デジタルカメラやスマートフォンなど、社会に普及したイメージセンサ。中でも、およそ99%のシェアを占めるCMOSセンサは、須川教授がキャノン㈱在職中に、プロジェクトリーダーとして開発・実用化したものです。
CMOSセンサの産みの親である須川教授の研究室では、世界の最先端をゆくイメージセンサの研究、そして実用までのプロセス開発に取り組んでいます。

○須川・黒田研究室のミッション

本研究室では、CMOSセンサの技術を活用した次世代イメージセンサの研究をはじめ、回路・デバイス、装置・プロセス、クリーンルーム・ユーティリティ、計測・評価、信号処理、光学実装などの総合技術を結集し、社会での実用を前提としたイメージセンサの開発に取り組んでいます。

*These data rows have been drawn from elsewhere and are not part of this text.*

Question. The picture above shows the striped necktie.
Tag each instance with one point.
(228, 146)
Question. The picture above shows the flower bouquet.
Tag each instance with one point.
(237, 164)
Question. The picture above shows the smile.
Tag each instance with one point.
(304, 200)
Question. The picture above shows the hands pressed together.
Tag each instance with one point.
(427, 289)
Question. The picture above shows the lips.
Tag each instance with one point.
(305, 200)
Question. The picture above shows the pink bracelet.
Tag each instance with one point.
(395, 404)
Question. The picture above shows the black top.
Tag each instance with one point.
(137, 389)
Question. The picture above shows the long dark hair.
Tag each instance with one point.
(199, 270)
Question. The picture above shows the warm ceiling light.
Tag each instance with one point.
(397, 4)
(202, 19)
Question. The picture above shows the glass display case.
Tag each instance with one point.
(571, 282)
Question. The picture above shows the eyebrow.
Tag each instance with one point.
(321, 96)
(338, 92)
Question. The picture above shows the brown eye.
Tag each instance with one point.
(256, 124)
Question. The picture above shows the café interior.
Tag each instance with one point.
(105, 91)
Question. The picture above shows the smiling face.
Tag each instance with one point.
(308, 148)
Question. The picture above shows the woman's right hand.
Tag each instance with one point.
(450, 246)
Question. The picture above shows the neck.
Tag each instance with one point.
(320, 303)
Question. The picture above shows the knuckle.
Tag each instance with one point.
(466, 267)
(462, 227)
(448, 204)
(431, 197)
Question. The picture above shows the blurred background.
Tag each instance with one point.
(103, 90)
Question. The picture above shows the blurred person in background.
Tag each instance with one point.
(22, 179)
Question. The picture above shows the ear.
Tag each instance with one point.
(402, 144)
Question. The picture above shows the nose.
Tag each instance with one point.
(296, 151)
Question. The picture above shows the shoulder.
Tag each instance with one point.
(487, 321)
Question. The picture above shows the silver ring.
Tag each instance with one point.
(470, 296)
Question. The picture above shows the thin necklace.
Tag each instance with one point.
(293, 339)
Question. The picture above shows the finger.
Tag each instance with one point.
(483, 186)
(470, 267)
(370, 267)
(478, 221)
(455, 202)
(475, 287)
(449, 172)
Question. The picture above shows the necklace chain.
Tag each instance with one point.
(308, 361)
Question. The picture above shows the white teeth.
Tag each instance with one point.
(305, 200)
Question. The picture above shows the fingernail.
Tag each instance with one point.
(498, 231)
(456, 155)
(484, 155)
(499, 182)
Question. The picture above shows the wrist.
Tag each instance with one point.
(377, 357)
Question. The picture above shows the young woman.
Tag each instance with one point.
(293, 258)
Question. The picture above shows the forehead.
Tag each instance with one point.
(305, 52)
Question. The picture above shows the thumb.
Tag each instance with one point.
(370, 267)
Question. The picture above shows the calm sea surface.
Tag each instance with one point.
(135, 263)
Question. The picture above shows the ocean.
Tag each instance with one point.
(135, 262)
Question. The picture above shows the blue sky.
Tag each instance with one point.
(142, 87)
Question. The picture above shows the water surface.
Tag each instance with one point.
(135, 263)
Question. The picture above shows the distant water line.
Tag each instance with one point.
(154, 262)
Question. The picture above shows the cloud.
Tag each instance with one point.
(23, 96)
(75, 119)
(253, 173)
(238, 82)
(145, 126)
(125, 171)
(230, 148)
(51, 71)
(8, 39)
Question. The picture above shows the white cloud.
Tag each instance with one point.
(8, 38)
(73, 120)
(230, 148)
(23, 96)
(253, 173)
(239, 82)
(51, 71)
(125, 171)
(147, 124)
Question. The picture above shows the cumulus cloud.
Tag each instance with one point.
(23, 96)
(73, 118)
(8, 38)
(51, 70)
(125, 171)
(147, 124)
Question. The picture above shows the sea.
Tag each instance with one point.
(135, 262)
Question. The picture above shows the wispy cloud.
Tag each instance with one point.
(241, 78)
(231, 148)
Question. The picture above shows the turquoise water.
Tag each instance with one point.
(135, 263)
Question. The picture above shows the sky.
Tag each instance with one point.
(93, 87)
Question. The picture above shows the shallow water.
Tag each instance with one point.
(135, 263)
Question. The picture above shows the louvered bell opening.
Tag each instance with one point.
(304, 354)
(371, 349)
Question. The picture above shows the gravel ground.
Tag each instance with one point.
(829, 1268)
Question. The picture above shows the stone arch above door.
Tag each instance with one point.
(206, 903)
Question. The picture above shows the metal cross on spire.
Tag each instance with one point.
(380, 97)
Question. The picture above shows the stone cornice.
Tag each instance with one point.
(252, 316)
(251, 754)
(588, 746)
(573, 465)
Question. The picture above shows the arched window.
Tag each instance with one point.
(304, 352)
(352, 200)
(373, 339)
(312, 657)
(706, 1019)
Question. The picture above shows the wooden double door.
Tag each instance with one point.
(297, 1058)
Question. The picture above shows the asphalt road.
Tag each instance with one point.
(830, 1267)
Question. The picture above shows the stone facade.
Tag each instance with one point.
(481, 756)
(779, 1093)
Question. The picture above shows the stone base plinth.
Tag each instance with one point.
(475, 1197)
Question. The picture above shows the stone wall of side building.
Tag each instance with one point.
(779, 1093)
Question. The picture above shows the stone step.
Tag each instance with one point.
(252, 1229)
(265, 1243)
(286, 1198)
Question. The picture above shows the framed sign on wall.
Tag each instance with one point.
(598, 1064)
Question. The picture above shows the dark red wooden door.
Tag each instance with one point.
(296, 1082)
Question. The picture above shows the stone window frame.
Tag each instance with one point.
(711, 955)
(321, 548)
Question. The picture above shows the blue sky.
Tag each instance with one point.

その一例として、人間の目では見えない紫外光から近赤外光まで、広い波長帯域を高感度でとらえるイメージセンサは、農業や食品分野、医療分野への応用が期待されています。また、より広いダイナミックレンジを持つイメージセンサは、光の明暗差がある環境下でも鮮明な画像が得られるため、すでに防犯カメラなどに実用化されています。さらには、毎秒2000万コマ撮影速度で256コマの撮影が可能な超高速イメージセンサは、宇宙開発や自動車の衝突実験などに応用されています。この他にも、イメージセンサの可能性を広げるため、研究生一人ひとりが一つの開発テーマをもってさまざまな研究開発を行っています。
本研究室では、こうしたイメージセンサに関する世界トップレベルの技術と特許を有しているため、協力や相談を求めて国内外から企業関係者が訪れます。私たちは、技術の指導や相談に応じるとともに、産学連携で共同研究開発も行っており、実社会で製品化される実務型の研究も数多く手掛けています。そのため、世界の最先端の人と情報が集まるプラットフォーム的な役割を担うとともに、企業の人たちとの交流を通じて、社会性を身につけることもできます。